In this vignette, we will use the Cort algorithm to fit a copula on a given simulated dataset based on clayton copula simulations. We will show how the algorithm can be used to produce a bona-fide copula, and describe some of the parameters.

Dataset

First, let’s create and plot the dataset we will work with. For that, we’ll use the gamma frailty model for the Clayton copula (but it’ll work for any other completely monotonous archimedean generator), as it is done in the copula package, see there. The following code is directly taken from the previous link, from the copula package :

psi <- function(t,alpha) (1 + sign(alpha)*t) ^ (-1/alpha) # generator
rClayton <- function(n,dim,alpha){
  val <- matrix(runif(n * dim), nrow = n)
  gam <- rgamma(n, shape = 1/alpha, rate = 1)
  gam <- matrix(gam, nrow = n, ncol = dim)
  psi(- log(val) / gam,alpha)
}

The following code simulates a dataset and then visualise it :

set.seed(12)
n = 200 # taken small to reduce runtime of the vignette.
d = 4
n_trees = 5 # taken small to reduce runtime of the vignette.
number_max_dim_forest = 2 # taken small to reduce runtime of the vignette.

data <- matrix(nrow=n,ncol=d)
data[,c(1,4,3)] = rClayton(n=n,dim=d-1,alpha=7)
data[,2] = runif(n)
data[,3] <- 1 - data[,3]

pairs(data,cex=0.6)

We can clearly see that the second marginal is independent form the rest. In the following we will use this package to fit this dependence structure.

Fitting the Cort copula

Now that we have a dataset, we can run the Cort algorithm on it.

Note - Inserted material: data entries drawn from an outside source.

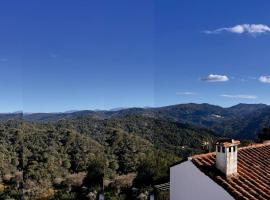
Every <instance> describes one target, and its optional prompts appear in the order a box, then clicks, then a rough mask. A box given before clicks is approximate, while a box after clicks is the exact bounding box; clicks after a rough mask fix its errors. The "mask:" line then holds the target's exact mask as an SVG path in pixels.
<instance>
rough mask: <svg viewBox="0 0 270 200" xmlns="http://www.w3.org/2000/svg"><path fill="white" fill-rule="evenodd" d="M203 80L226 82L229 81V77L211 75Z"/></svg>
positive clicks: (217, 81) (207, 76) (224, 76)
mask: <svg viewBox="0 0 270 200" xmlns="http://www.w3.org/2000/svg"><path fill="white" fill-rule="evenodd" d="M201 80H202V81H206V82H226V81H229V77H228V76H226V75H218V74H209V75H208V76H207V77H204V78H201Z"/></svg>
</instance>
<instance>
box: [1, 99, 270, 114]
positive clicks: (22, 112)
mask: <svg viewBox="0 0 270 200" xmlns="http://www.w3.org/2000/svg"><path fill="white" fill-rule="evenodd" d="M185 104H198V105H200V104H209V105H212V106H219V107H222V108H230V107H233V106H236V105H239V104H247V105H254V104H255V105H260V104H263V105H267V106H270V104H265V103H241V102H239V103H237V104H233V105H230V106H222V105H218V104H212V103H207V102H204V103H196V102H186V103H185V102H184V103H178V104H169V105H162V106H142V107H138V106H128V107H121V106H120V107H115V108H108V109H98V108H95V109H91V108H86V109H70V110H63V111H57V110H55V111H49V112H42V111H37V112H31V111H23V110H17V111H11V112H1V111H0V114H17V113H18V114H19V113H23V114H36V113H48V114H57V113H73V112H80V111H95V112H98V111H119V110H125V109H132V108H143V109H147V108H162V107H167V106H176V105H185Z"/></svg>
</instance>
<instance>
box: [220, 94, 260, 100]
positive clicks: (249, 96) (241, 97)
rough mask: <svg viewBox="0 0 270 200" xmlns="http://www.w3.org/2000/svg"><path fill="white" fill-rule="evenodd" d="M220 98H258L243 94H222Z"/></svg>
mask: <svg viewBox="0 0 270 200" xmlns="http://www.w3.org/2000/svg"><path fill="white" fill-rule="evenodd" d="M220 96H221V97H226V98H233V99H257V98H258V97H257V96H255V95H243V94H237V95H231V94H221V95H220Z"/></svg>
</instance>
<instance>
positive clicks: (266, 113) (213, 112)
mask: <svg viewBox="0 0 270 200" xmlns="http://www.w3.org/2000/svg"><path fill="white" fill-rule="evenodd" d="M125 116H142V117H150V118H155V119H162V120H167V121H173V122H180V123H187V124H191V125H195V126H197V127H203V128H208V129H210V130H212V131H215V132H216V133H217V134H219V135H221V136H228V137H235V138H239V139H254V138H256V134H257V133H258V131H260V130H261V129H262V128H263V127H270V106H269V105H266V104H238V105H235V106H232V107H229V108H223V107H221V106H216V105H211V104H206V103H204V104H195V103H189V104H178V105H171V106H165V107H158V108H123V109H115V110H109V111H92V110H82V111H74V112H63V113H27V114H23V115H22V113H11V114H0V121H3V120H9V119H19V118H21V119H22V118H23V119H24V120H26V121H32V122H56V121H59V120H66V119H76V118H84V117H91V118H94V119H100V120H104V119H111V118H115V119H119V118H122V117H125Z"/></svg>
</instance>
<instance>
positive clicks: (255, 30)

In the implementation proposed here, this is done via the cort::Cort() function, passing first the dataset, and then various parameters. See ?Cort for a detailed list of parameters. Note that the verbosity level is quite progressive: We will here put it on 4 to see the splitting decisions that the algorithm is making.

set.seed(12)
(model = Cort(data,verbose_lvl = 1))
#> Splitting...
#> 
#>      1 leaves to split...
#>      7 leaves to split...
#>      14 leaves to split...
#>      9 leaves to split...
#>      6 leaves to split...
#>      7 leaves to split...
#>      12 leaves to split...
#>      20 leaves to split...
#>      20 leaves to split...
#>      8 leaves to split...
#>      2 leaves to split...
#> Enforcing constraints...
#> Done !
#> Cort copula model: 200x4-dataset and 432 leaves.

Looking at the top of the output, we see that the first thing the algorithm did was removing the second dimension due to the independence test. Now that the copula is fitted, we have access to numerous of it’s methods. Two plotting functions are exported with this model, the pairs function is implemented at a very low level in the class hierarchy and hence is working with almost all copulas of this package, but the plot function is only implemented for Cort.

pairs(model)

Pairs-plot of original data (in black, bottom-left corner) versus a simulation from the model (in red, top-right corner)

plot(model)

Gray boxes representing 2-d projections of the fitted density. In red, the imputed data points.

We see that there are some noise with point were there should not be. A bagged version of the model is accessible via the CortForest class, and might be able to correct these problems.